Discovery of simplified N2-substituted pyrazolo[3,4-d]pyrimidine derivatives as novel adenosine receptor antagonists: Efficient synthetic approaches, biological evaluations and molecular docking studies

Abstract In the present study, a molecular simplification approach was employed to design novel bicyclic pyrazolo[3,4- d ]pyrimidine (PP) derivatives from tricyclic pyrazolo[4,3- e ]-1,2,4-triazolo-[1,5- c ]pyrimidines (PTP) as promising human A 3 adenosine receptor (hA 3 AR) antagonists. All the target compounds were synthesized using novel and efficient synthetic schemes and the structure–activity relationship studies of these PPs were explored through the synthesis of a series of PTP analogues with various substituents. Substituents with different lipophilicity and steric hindrance (e.g., alkyl and aryl–alkyl) functions were introduced at N 2 position of the pyrazole ring, while acyl groups with different electronic properties were introduced at C 6 position of the bicyclic nucleus to probe both electronic and positional effects. Most of the synthesized derivatives of the PP series presented good affinity at the hA 3 AR, as indicated by the low micromolar range of K i values and among them, compound 63 with N 2 neopentyl substituents showed most potent hA 3 AR affinity with K i value of 0.9 μM and high selectivity (hA 1 AR/hA 3 AR = >111 & hA 2A AR/hA 3 AR = >111) towards other adenosine receptor subtypes.
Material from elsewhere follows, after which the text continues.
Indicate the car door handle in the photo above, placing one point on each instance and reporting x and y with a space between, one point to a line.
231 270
Interestingly, small isopropyl groups at N 2 position displayed high affinity at another receptor subtype (hA 2A AR, e.g., compound 55 , with K i hA 2A AR = 0.8 μM), while they were less favorable at the hA 3 AR. Molecular docking analysis was also performed to predict the possible binding mode of target compounds inside the hA 3 AR and hA 2A AR. Overall, PP derivatives represent promising starting points for new AR antagonists.